East Rochester: 24.147; 38.861; PA 51 south (Monaca-East Rochester Bridge) to PA 18 – Monaca; South end of PA 51 concurrency
Rochester: 24.932– 25.463; 40.124– 40.979; PA 18 south (Rochester-Monaca Bridge) / PA 68 east – Rochester; Interchange; no access to northbound PA 65
25.317: 40.744; PA 51 north / PA 68 west – Beaver, Chippewa; Interchange, no southbound exit; north end of PA 51 concurrency
Rochester Township: 26.233; 42.218; PA 18 south to PA 68 – Rochester, Beaver; Southbound exit, northbound entrance; south end of PA 18 concurrency
New Brighton: 28.476– 28.556; 45.828– 45.956; PA 18 north (3rd Avenue / 5th Avenue) – Beaver Falls; North end of PA 18 concurrency
North Sewickley Township: 33.031; 53.158; PA 588 (Bennetts Run Road/Concord Church Road) – Beaver Falls, Zelienople
37.666: 60.618; PA 288 east (Ellwood-Zelienople Road) – Zelienople; South end of PA 288 concurrency
Lawrence: Ellwood City; 38.609; 62.135; PA 351 west (Crescent Avenue); Eastern terminus of PA 351
38.902: 62.607; PA 488 east (Fountain Avenue); Western terminus of PA 488
39.408: 63.421; PA 288 west (Wampum Road) – Wampum; North end of PA 288 concurrency
Shenango Township: 45.138; 72.643; PA 388 north – Eastbrook; Southern terminus of PA 388
49.234– 49.346: 79.234– 79.415; US 422 – Youngstown, Butler; Interchange
New Castle: 51.172; 82.353; US 422 Bus. (Butler Avenue)
51.731: 83.253; PA 108 / PA 168 (Croton Avenue) to PA 18; Northern terminus of PA 65
1.000 mi = 1.609 km; 1.000 km = 0.621 mi Concurrency terminus; Incomplete access;

==PA 65 Truck==

===Current===
====Beaver County truck route====

Pennsylvania Route 65 Truck is a connector truck route that directs motorists to PA 65 while avoiding PA 989. Trucks are advised to follow Big Knob Road and PA 68 to avoid a 10-ton weight limit on PA 989 north of this intersection.

===Former===
====Allegheny County truck route====

Pennsylvania Route 65 Truck (PA 65 Truck) was a truck route of PA 65 that bypasses a weight-restricted bridge over Spruce Run Creek in Ben Avon, on which trucks over 32 tons and combination loads over 40 tons are prohibited. The route was signed in September 2013 and followed the McKees Rocks Bridge over the Ohio River, PA 51, Neville Road, Grand Avenue, and I-79. The bridge was reconstructed and 2021, and PA 65 Truck signs were removed. The route was still signed as recently as 2019; however, the bridge was rehabilitated some time before 2021, and the weight restrictions have since been removed.

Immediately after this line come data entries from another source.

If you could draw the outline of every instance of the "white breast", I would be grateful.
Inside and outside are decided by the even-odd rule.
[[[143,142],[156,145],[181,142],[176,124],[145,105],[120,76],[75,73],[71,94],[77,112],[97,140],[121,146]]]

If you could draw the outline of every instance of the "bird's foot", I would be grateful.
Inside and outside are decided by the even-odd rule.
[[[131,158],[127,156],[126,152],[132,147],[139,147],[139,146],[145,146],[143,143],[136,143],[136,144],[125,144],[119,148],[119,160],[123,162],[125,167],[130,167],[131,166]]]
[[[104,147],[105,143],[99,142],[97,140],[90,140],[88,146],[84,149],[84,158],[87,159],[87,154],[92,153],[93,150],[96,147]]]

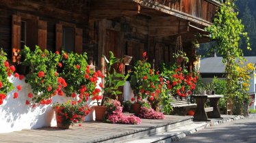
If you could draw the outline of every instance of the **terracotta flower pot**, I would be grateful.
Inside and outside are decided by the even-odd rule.
[[[95,106],[95,120],[97,121],[103,121],[104,115],[107,111],[107,106]]]
[[[138,114],[140,113],[140,104],[131,104],[131,110],[133,111],[134,111],[135,114]]]
[[[66,125],[62,125],[61,121],[60,121],[59,118],[57,118],[57,110],[55,110],[55,116],[56,116],[56,121],[57,121],[57,127],[61,128],[61,129],[68,129],[69,127],[71,126],[71,124],[66,124]]]

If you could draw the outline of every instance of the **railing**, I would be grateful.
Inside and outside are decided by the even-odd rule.
[[[213,22],[218,3],[214,0],[153,0],[172,10]]]

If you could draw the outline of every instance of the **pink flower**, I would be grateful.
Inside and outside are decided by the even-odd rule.
[[[40,71],[38,72],[38,77],[39,78],[44,78],[44,72],[42,71]]]
[[[9,62],[8,62],[7,61],[5,61],[4,62],[4,66],[5,66],[5,67],[9,67]]]
[[[77,97],[77,94],[75,93],[73,93],[71,94],[71,97],[73,98],[75,98]]]
[[[60,67],[62,67],[62,63],[58,63],[57,65],[59,65]]]
[[[63,54],[63,57],[64,57],[65,59],[68,59],[68,55],[66,53],[64,53],[64,54]]]
[[[18,93],[14,93],[13,94],[13,98],[14,98],[14,99],[17,98],[18,96]]]
[[[27,94],[27,96],[29,97],[29,98],[31,98],[33,97],[33,93],[29,93],[29,94]]]
[[[22,89],[21,85],[18,85],[16,88],[18,89],[18,91],[21,91]]]
[[[19,79],[20,79],[21,80],[23,80],[23,78],[24,78],[24,76],[23,76],[23,75],[20,75],[20,76],[19,76]]]
[[[149,99],[151,100],[151,101],[153,100],[153,99],[154,99],[154,97],[153,97],[153,96],[151,96],[151,97],[149,97]]]
[[[14,77],[15,77],[15,78],[18,78],[18,76],[19,76],[19,75],[18,75],[18,73],[15,73],[15,74],[14,74]]]
[[[143,52],[143,58],[146,59],[146,52]]]
[[[13,66],[13,65],[12,65],[12,66],[10,66],[10,69],[11,69],[11,71],[12,72],[14,72],[14,71],[15,71],[15,67],[14,66]]]

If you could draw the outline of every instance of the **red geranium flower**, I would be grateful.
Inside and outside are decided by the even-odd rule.
[[[57,92],[57,95],[59,95],[60,96],[63,96],[64,95],[64,93],[62,90],[60,90],[58,92]]]
[[[5,99],[6,97],[6,95],[3,93],[0,93],[0,100],[3,100],[4,99]]]
[[[148,79],[148,77],[146,76],[144,76],[142,77],[142,79],[143,79],[143,80],[146,80],[146,79]]]
[[[13,94],[13,98],[17,98],[18,97],[18,93],[14,93],[14,94]]]
[[[15,73],[15,74],[14,74],[14,77],[15,77],[15,78],[18,78],[18,76],[19,76],[19,75],[18,75],[18,73]]]
[[[145,59],[146,57],[146,52],[143,52],[143,58]]]
[[[51,89],[53,89],[53,87],[51,87],[51,86],[49,85],[49,86],[47,87],[47,91],[51,91]]]
[[[64,54],[63,54],[63,57],[64,57],[65,59],[67,59],[68,57],[68,55],[66,53],[64,53]]]
[[[5,67],[9,67],[9,62],[8,62],[8,61],[5,61],[4,62],[4,66]]]
[[[77,94],[75,94],[75,93],[73,93],[71,94],[71,97],[73,98],[75,98],[75,97],[77,97]]]
[[[38,77],[39,78],[44,78],[44,72],[42,71],[40,71],[38,72]]]
[[[153,100],[153,99],[154,99],[154,97],[151,96],[151,97],[149,97],[149,99],[151,100],[151,101]]]
[[[21,80],[23,80],[24,78],[25,77],[24,77],[23,75],[20,75],[20,76],[19,76],[19,78],[20,78]]]
[[[86,78],[86,79],[89,79],[89,75],[88,74],[86,74],[84,76],[84,78]]]
[[[99,86],[101,88],[103,88],[103,84],[102,84],[101,82],[99,84]]]
[[[12,72],[14,72],[14,71],[15,71],[15,67],[14,66],[13,66],[13,65],[12,65],[12,66],[10,66],[10,69],[12,70]]]
[[[57,74],[57,72],[55,72],[55,73],[54,74],[54,76],[57,76],[57,74]]]
[[[17,86],[16,86],[16,88],[18,89],[18,91],[21,91],[22,89],[21,85],[18,85]]]
[[[28,100],[26,100],[26,105],[29,105],[30,102]]]
[[[29,97],[29,98],[31,98],[33,97],[33,93],[29,93],[29,94],[27,94],[27,96]]]
[[[57,65],[59,65],[60,67],[62,67],[62,63],[59,63]]]

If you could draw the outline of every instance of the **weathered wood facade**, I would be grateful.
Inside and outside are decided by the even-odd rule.
[[[219,4],[214,0],[0,0],[0,46],[14,62],[24,43],[53,52],[86,52],[98,67],[101,55],[110,50],[119,58],[133,57],[132,63],[147,51],[157,67],[172,60],[178,35],[184,50],[191,52],[194,35],[205,34],[203,29],[212,22]],[[203,37],[199,42],[205,40]]]

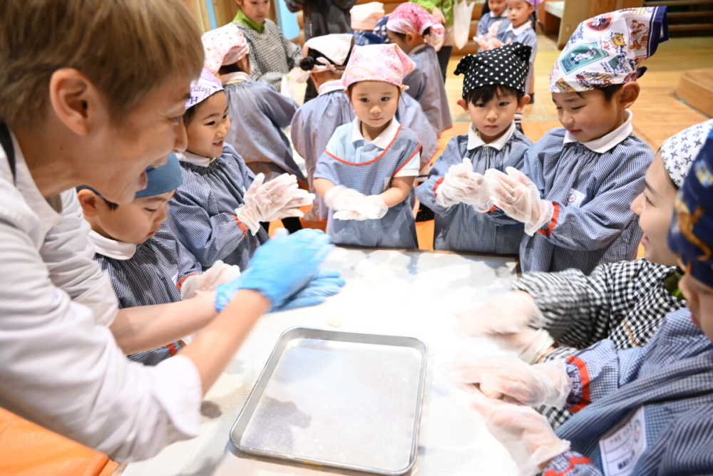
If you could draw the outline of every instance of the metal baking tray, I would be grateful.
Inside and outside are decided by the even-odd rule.
[[[306,464],[408,472],[428,351],[414,337],[287,329],[230,431],[232,444]]]

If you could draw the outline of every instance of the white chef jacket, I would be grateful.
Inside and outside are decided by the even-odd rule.
[[[14,182],[0,148],[0,406],[120,462],[195,437],[195,366],[180,355],[156,367],[126,358],[75,191],[51,206],[12,141]]]

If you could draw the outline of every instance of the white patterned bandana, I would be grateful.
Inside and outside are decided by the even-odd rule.
[[[575,93],[635,81],[639,64],[669,39],[665,6],[625,9],[580,24],[550,73],[550,93]]]
[[[703,148],[711,129],[713,129],[713,119],[684,129],[661,145],[664,167],[679,188],[683,186],[688,170]]]

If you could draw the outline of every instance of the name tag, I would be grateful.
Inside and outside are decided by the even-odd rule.
[[[628,476],[646,451],[644,407],[599,440],[606,476]]]
[[[567,197],[567,206],[568,207],[580,207],[582,205],[582,201],[584,200],[585,195],[580,192],[579,190],[572,189],[570,191],[570,195]]]

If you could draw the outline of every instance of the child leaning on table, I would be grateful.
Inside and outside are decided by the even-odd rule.
[[[334,243],[417,248],[411,198],[421,142],[394,115],[414,62],[396,45],[354,46],[342,77],[356,118],[337,128],[317,162],[314,188]]]

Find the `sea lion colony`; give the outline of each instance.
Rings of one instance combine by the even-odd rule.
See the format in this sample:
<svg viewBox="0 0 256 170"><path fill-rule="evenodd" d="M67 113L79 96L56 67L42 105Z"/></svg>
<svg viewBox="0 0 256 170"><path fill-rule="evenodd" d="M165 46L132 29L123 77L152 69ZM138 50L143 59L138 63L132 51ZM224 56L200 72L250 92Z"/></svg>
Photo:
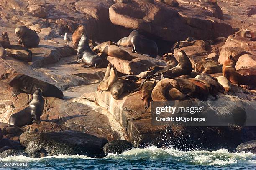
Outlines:
<svg viewBox="0 0 256 170"><path fill-rule="evenodd" d="M121 48L122 46L131 47L132 48L131 52L143 54L148 57L156 58L158 54L156 44L141 35L137 31L132 31L128 36L121 38L116 43L107 41L99 45L95 43L93 40L89 40L86 32L84 27L79 25L73 34L73 48L77 50L77 60L69 64L82 61L86 65L84 68L102 68L108 56L131 61L133 58L132 55ZM4 32L0 37L1 58L3 60L13 57L24 61L32 61L32 52L26 48L34 47L39 44L38 35L24 26L17 27L15 33L19 38L18 43L22 46L10 44L7 33ZM255 40L255 34L252 32L239 32L237 34L250 40ZM70 40L66 34L64 39L67 45L67 40L69 41ZM175 43L170 48L170 51L163 55L162 59L167 63L167 66L148 67L145 68L146 70L148 70L147 71L138 75L118 77L116 68L113 64L109 63L97 90L109 91L115 99L120 99L125 92L139 91L141 93L141 100L143 101L144 107L148 109L151 101L184 100L192 98L205 100L209 95L216 98L218 92L228 95L232 92L231 83L237 85L246 85L251 89L255 88L255 70L247 68L236 70L236 61L231 55L227 56L223 66L207 58L202 59L195 63L195 65L192 65L190 60L184 51L181 50L178 55L175 55L170 52L190 45L200 46L204 49L212 43L200 40L190 40L188 38L186 41ZM212 41L225 40L225 38L217 38ZM89 45L90 43L92 44L91 45L93 48ZM221 72L223 76L216 78L210 75ZM32 124L33 122L39 123L42 107L44 107L42 96L59 98L63 97L62 92L56 87L40 80L26 75L18 75L11 78L9 76L9 73L7 73L1 75L0 78L13 88L13 97L21 92L26 92L33 94L34 98L40 98L33 99L29 107L13 115L10 121L13 124L21 126ZM31 109L31 108L33 107L35 105L37 106L36 108ZM25 119L24 122L17 122L16 117L18 118L25 115L29 115L29 118Z"/></svg>

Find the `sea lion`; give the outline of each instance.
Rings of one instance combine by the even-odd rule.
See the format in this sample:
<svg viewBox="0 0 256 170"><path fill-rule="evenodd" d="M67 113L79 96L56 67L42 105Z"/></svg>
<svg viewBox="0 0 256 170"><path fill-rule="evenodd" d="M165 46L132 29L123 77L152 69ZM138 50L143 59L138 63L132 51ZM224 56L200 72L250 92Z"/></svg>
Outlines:
<svg viewBox="0 0 256 170"><path fill-rule="evenodd" d="M175 58L179 64L175 67L163 72L159 72L157 74L161 73L164 75L176 78L183 75L190 75L192 70L192 66L190 60L183 50L179 52L179 55Z"/></svg>
<svg viewBox="0 0 256 170"><path fill-rule="evenodd" d="M63 98L62 92L55 86L27 75L5 73L1 75L0 80L13 88L13 97L22 92L33 94L40 88L42 90L44 97Z"/></svg>
<svg viewBox="0 0 256 170"><path fill-rule="evenodd" d="M29 105L10 116L9 124L21 127L33 122L39 124L41 122L40 116L43 113L44 100L42 95L42 90L36 90L33 94L33 98Z"/></svg>
<svg viewBox="0 0 256 170"><path fill-rule="evenodd" d="M171 49L171 51L174 52L175 49L179 49L182 47L193 45L191 42L186 41L182 41L177 42L174 44Z"/></svg>
<svg viewBox="0 0 256 170"><path fill-rule="evenodd" d="M146 81L141 87L141 100L143 100L144 108L147 109L149 107L150 102L152 101L152 91L156 85L156 81Z"/></svg>
<svg viewBox="0 0 256 170"><path fill-rule="evenodd" d="M28 49L26 49L28 50ZM32 53L30 50L5 49L8 55L11 56L13 58L23 61L31 62Z"/></svg>
<svg viewBox="0 0 256 170"><path fill-rule="evenodd" d="M132 31L128 37L130 45L133 48L132 52L148 54L150 57L156 58L158 48L154 41L142 37L136 30Z"/></svg>
<svg viewBox="0 0 256 170"><path fill-rule="evenodd" d="M123 38L121 38L116 43L123 47L130 47L130 42L129 41L129 37L124 37Z"/></svg>
<svg viewBox="0 0 256 170"><path fill-rule="evenodd" d="M250 76L237 72L235 66L236 62L234 58L230 55L224 61L222 66L222 74L229 81L238 86L247 85L250 83Z"/></svg>
<svg viewBox="0 0 256 170"><path fill-rule="evenodd" d="M195 66L196 71L203 73L215 74L221 72L222 65L213 60L205 59L197 62Z"/></svg>
<svg viewBox="0 0 256 170"><path fill-rule="evenodd" d="M92 50L89 45L88 39L86 35L82 33L81 39L77 48L77 61L82 60L87 66L94 66L96 68L100 67L103 63L101 58L95 54Z"/></svg>
<svg viewBox="0 0 256 170"><path fill-rule="evenodd" d="M158 72L162 72L173 68L178 65L179 63L178 61L177 61L174 57L174 55L171 53L166 53L163 55L163 60L167 62L167 65L166 66L160 66L159 65L152 66L149 68L148 71L149 71L149 70L151 70L152 74L154 74Z"/></svg>
<svg viewBox="0 0 256 170"><path fill-rule="evenodd" d="M131 92L137 88L133 81L126 79L119 79L111 86L110 91L113 98L119 99L125 92Z"/></svg>
<svg viewBox="0 0 256 170"><path fill-rule="evenodd" d="M97 45L93 48L92 51L96 53L101 53L103 58L109 56L128 61L133 59L133 56L129 53L114 45Z"/></svg>
<svg viewBox="0 0 256 170"><path fill-rule="evenodd" d="M97 91L108 91L113 84L116 82L118 80L117 72L116 68L112 67L110 69L109 77L105 80L100 82L98 87Z"/></svg>
<svg viewBox="0 0 256 170"><path fill-rule="evenodd" d="M225 89L224 94L225 95L228 95L228 93L231 89L231 85L228 80L224 76L218 76L216 78L219 83Z"/></svg>
<svg viewBox="0 0 256 170"><path fill-rule="evenodd" d="M256 32L245 30L238 31L235 33L237 36L240 36L246 38L250 41L256 41Z"/></svg>
<svg viewBox="0 0 256 170"><path fill-rule="evenodd" d="M36 47L39 43L40 39L38 35L26 26L16 27L15 32L19 37L17 43L26 48Z"/></svg>
<svg viewBox="0 0 256 170"><path fill-rule="evenodd" d="M172 88L175 88L170 90ZM152 91L153 101L168 101L170 100L182 100L186 95L179 90L179 83L174 79L164 78L156 84Z"/></svg>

====Lawrence County truck route====

Pennsylvania Route 65 Truck (PA 65 Truck) was a truck route of PA 65 that bypasses a weight-restricted bridge over an abandoned railroad in Shenango Township, on which trucks over 36 tons and combination loads over 40 tons are prohibited. It was signed in September 2013 and follows US 422 and US 422 Business. The route was removed in December 2018 after the bridge was reconstructed.